Related guides: Adding Business Data, Searching the Graph, Group Chat FAQ
Problem: Your conversational agent forgets chat history between sessions and has no context about the user beyond the current conversation — but you want the agent to decide when to retrieve context rather than injecting it on every turn.
This pattern uses the same ingestion as Pattern 1 — messages are persisted through the Thread API and business data is sent to the graph — but retrieval happens through agent tool calls instead of automatically. The LLM decides whether and when to search based on the conversation context.
Ingestion is identical to Pattern 1: messages flow into Zep via the Thread API, facts are auto-extracted into the graph, and business data can be sent directly via graph.add(). The difference is retrieval — instead of calling get_user_context() on every turn, the agent exposes graph.search() as a tool and the LLM decides when to call it.
Follow the Quick Start Guide for ingestion setup, but instead of calling get_user_context() on every turn, expose graph.search() as a tool in your agent framework and let the LLM call it when needed.
Related guides: Searching the Graph, LangGraph Integration
Problem: Your conversational agent needs both user-specific context (chat history, preferences, account details) and domain context (company policies, product catalog, runbooks) to generate informed responses.
This pattern combines Patterns 1 and 2. Chat messages are persisted through the Thread API, user-specific business data goes to the user graph, and domain knowledge goes to a standalone graph. At retrieval time, the agent assembles context from both graphs and includes both in the LLM’s context window.
Chat messages flow into Zep via the Thread API, and facts are auto-extracted into the user graph. User-specific business data is sent to the user graph via graph.add(), while domain data (product catalogs, policies, etc.) is sent to a standalone graph. At retrieval time, the agent calls get_user_context() for user context and graph.search() on the standalone graph for domain context, then includes both in the LLM’s context window.
This pattern combines the implementations from the Quick Start Guide (user context and thread ingestion), the Give Your Agent Domain Knowledge cookbook (standalone graph ingestion), and the Share Context Across Users Using Graphs cookbook (retrieving from both graphs and combining them into a single context block).

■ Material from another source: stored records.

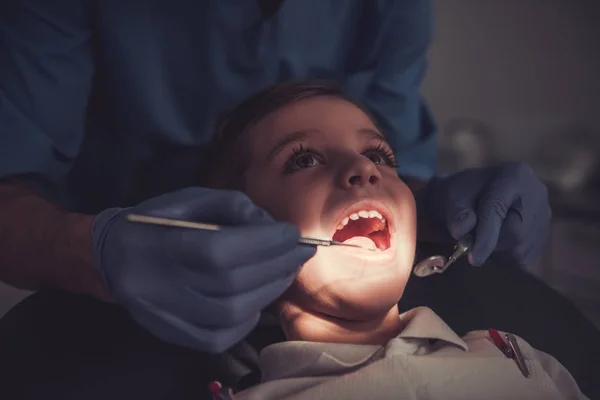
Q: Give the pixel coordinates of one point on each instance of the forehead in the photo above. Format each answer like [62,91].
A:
[330,115]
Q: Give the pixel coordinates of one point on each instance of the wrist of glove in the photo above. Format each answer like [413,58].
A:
[194,288]
[506,208]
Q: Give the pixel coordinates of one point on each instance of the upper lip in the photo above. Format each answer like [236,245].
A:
[365,204]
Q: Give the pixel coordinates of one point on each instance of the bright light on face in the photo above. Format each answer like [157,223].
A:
[322,164]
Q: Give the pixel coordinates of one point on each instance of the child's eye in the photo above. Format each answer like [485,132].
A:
[301,159]
[381,155]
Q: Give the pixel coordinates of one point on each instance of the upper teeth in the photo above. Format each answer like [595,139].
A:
[360,214]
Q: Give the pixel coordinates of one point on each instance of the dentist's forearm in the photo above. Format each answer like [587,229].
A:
[42,245]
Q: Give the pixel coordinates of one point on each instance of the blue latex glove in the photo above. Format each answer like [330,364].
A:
[506,207]
[200,289]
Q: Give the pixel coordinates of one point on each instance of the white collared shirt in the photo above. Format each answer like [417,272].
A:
[426,361]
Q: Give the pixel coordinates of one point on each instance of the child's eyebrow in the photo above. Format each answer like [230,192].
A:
[299,136]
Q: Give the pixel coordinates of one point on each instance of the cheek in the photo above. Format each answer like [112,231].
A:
[286,198]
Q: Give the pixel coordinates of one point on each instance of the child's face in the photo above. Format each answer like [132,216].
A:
[318,163]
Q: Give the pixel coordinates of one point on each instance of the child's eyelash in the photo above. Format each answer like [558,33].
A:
[384,152]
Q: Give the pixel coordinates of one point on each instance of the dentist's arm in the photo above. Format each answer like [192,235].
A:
[42,245]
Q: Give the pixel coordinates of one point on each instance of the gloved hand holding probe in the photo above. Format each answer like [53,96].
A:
[194,288]
[506,207]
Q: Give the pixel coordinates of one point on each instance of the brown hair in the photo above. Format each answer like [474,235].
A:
[227,162]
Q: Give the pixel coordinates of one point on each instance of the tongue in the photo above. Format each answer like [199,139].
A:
[361,241]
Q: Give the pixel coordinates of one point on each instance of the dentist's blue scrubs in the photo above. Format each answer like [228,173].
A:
[102,102]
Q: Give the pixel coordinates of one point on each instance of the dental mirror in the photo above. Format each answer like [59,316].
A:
[430,266]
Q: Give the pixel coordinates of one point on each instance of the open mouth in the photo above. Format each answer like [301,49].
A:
[367,228]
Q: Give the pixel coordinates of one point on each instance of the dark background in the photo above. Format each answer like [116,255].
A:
[520,80]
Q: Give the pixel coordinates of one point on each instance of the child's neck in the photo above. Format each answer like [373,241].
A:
[300,324]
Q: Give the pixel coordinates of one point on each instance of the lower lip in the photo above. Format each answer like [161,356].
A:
[370,256]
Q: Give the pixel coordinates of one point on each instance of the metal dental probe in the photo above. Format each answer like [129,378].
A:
[146,219]
[438,264]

Related guides: Assembling Context, Advanced Context Block Construction, Create Graph
Problem: Your agent needs to provide fast, responsive interactions — and even small increases in context retrieval latency meaningfully degrade the user experience.
This pattern applies to any of the four architectures above. The difference is that it incorporates Zep’s latency optimizations to minimize the time between a user’s input and the agent’s response. This is especially important for voice and video agents, where latency is immediately perceptible, but it benefits any agent using Zep where user experience matters.
Follow the Performance Best Practices guide, which covers the key latency optimizations: requesting context in the same call as message ingestion, running graph operations concurrently, and warming the user cache ahead of retrieval.